I love the term grey rock. I
I love the term grey rock. I looked it up and that's essentially what I've been going for, but it's a good image to go back to if I'm feeling fired up.
You're so right about never getting any appreciation from BM. I've never expected it. But when I reflect I'm always a bit stunned at the lengths she's going to stay in the position she's in towards me.
Do you know what I see in
Do you know what I see in your story? MAJOR JEALOUSY. Just sit back and relax and know that this woman does everything she does, simply because you exist. Also, thank the stars your BF sticks up to her and enforces. Most of the reason this site exists is because most DH's/BF's can't do that.
The BM2 I deal with is like that but extremely covert. She wouldn't look like a fool in front of anyone. She's more a snake coiled up in the grass, plotting her next move. I was ok with the jealousy bit, it was the trying to win DH back just so that I couldn't have him that grinded my gears.
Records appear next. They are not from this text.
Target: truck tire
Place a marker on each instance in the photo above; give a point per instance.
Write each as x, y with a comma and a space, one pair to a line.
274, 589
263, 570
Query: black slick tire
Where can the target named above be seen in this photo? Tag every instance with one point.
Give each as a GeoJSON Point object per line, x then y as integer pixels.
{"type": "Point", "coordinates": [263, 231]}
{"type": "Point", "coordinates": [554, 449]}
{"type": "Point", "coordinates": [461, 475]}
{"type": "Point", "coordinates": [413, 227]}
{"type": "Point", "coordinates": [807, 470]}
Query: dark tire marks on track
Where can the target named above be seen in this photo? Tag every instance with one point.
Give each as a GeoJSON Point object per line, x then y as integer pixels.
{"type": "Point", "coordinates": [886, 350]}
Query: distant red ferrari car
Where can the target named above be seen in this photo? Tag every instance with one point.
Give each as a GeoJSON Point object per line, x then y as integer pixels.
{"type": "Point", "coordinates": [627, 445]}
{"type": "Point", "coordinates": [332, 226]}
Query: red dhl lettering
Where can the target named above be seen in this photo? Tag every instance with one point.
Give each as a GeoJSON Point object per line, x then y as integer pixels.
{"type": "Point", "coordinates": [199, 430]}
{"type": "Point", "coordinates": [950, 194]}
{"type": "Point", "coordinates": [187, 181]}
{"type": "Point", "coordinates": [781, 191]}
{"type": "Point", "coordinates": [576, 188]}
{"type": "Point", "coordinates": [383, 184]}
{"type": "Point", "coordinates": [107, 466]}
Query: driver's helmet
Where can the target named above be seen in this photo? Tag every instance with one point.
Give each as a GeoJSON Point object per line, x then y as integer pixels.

After 7.5 years of being told no from DH, I sent a nice long message to BM2 directly. Listing and clearly proving I knew all along about the homewrecking covert games she had been playing. Funny how once she knew that I knew, it shut her up. With the exception of her trying to get SS on her side, which doesn't work because autism doesn't understand subtlety, she's pretty much a non-issue now.
Interesting! Wow I've always
Interesting! Wow I've always wanted to send BM a piece of my mind. That had to have felt good. At a certain point, it's got to be understandably warranted if we're pushed and pushed for years and years to snap.
I already know if I were to write to the BM I deal with she would just come back with making the situation a lot worse. Saying worse insults, doing extreme things like RTO against me, just because she can.